Migration and Ethnicity
According to Eurostat, in 2010 there were 1.8 million foreign-born residents in the Netherlands, corresponding to 11.1% of the total population. Of these, 1.4 million (8.5%) were born outside the EU and 0.428 million (2.6%) were born in another EU Member State.
As the result of immigration, the Netherlands has a sizeable minority of non-indigenous peoples. There is also considerable emigration. In 2005 some 121,000 people left the country, while 94,000 entered it. Out of a total of 101,150 people immigrating to Netherlands in 2006, 66,658 were from Europe, Oceania, Americas or Japan, and 34,492 were from other (mostly developing) countries. Out of a total of 132,470 emigrants, 94,834 were going to Europe, Oceania, Americas or Japan and 37,636 to other countries.

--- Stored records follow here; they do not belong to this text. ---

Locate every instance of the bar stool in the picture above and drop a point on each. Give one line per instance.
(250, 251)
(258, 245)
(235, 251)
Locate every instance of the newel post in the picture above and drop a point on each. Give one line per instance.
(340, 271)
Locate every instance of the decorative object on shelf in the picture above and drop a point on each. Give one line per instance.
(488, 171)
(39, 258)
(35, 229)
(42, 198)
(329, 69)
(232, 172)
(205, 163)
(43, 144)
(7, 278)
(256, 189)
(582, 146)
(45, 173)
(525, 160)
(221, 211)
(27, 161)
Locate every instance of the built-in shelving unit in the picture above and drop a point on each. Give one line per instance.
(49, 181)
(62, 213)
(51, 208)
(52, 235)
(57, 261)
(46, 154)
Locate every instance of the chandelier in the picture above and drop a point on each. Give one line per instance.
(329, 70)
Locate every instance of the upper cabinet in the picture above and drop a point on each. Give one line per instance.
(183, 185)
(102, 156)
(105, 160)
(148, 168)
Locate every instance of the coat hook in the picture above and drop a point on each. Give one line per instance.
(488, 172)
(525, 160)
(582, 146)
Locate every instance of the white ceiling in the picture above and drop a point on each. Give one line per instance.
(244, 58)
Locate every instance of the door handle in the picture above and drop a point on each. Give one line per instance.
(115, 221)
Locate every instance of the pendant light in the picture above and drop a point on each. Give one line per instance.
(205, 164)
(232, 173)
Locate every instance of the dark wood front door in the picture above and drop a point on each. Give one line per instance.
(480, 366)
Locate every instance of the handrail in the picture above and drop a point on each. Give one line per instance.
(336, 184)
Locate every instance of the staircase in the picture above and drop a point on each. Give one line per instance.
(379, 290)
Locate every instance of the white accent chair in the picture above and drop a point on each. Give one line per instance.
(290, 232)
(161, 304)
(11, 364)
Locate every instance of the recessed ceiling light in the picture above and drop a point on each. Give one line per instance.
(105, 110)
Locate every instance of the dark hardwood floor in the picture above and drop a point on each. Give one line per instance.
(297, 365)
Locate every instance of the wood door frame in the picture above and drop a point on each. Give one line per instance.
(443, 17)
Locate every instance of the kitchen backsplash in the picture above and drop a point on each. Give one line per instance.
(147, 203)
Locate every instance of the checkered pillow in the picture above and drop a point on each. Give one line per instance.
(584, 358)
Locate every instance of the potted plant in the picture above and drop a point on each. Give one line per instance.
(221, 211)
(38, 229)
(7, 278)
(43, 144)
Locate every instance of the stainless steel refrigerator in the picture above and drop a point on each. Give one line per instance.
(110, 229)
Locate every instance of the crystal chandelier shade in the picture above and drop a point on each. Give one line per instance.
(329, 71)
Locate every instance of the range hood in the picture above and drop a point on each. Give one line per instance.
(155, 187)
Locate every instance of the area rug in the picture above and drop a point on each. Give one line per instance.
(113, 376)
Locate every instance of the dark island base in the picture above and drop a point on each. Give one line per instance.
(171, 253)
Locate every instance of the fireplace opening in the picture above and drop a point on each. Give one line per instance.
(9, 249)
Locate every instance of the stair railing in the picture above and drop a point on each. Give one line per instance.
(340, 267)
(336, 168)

A large number of immigrants come from countries in Western Europe, mostly from the bordering countries of Germany and Belgium. There were five subsequent waves of immigration from other countries in recent history.
- After World War II in the 1940s and the 1950s people from the newly independent Indonesian republic repatriated or migrated to the Netherlands - mainly Indo-European (people of mixed European and Indonesian ancestry with Dutch passports) and supporters of the Republic of South Maluku.
- In the 1960s and 1970s migrants from Southern Europe, West Asia, and northern Africa (i.e. Italy, Portugal and Spain), Turkey and Morocco came to work in the Netherlands as guest workers. They were expected to return to their own country and many did, but others remained and in the 1980s and 1990s were joined by their families. Until the 2000s their children usually married people from their home country.
- In the 1970s and 1980s people migrated from the newly independent Surinam and from the Netherlands Antilles, which remained part of the Kingdom of the Netherlands. These people migrated because these people still held a Dutch passport and saw a better future in the Netherlands.
- In the 1990s the Netherlands saw increasing migration of asylum seekers. Most notably are Iraqis, Iranians, Thais, Burmese, Chileans and Argentines fleeing from political oppression and/or persecution.
- And in the 2000s, migrant workers from new EU member states in Central- and Eastern Europe like Poland, Romania and Bulgaria, and non-EU states Moldova, Ukraine and former Yugoslavia in Southern Europe.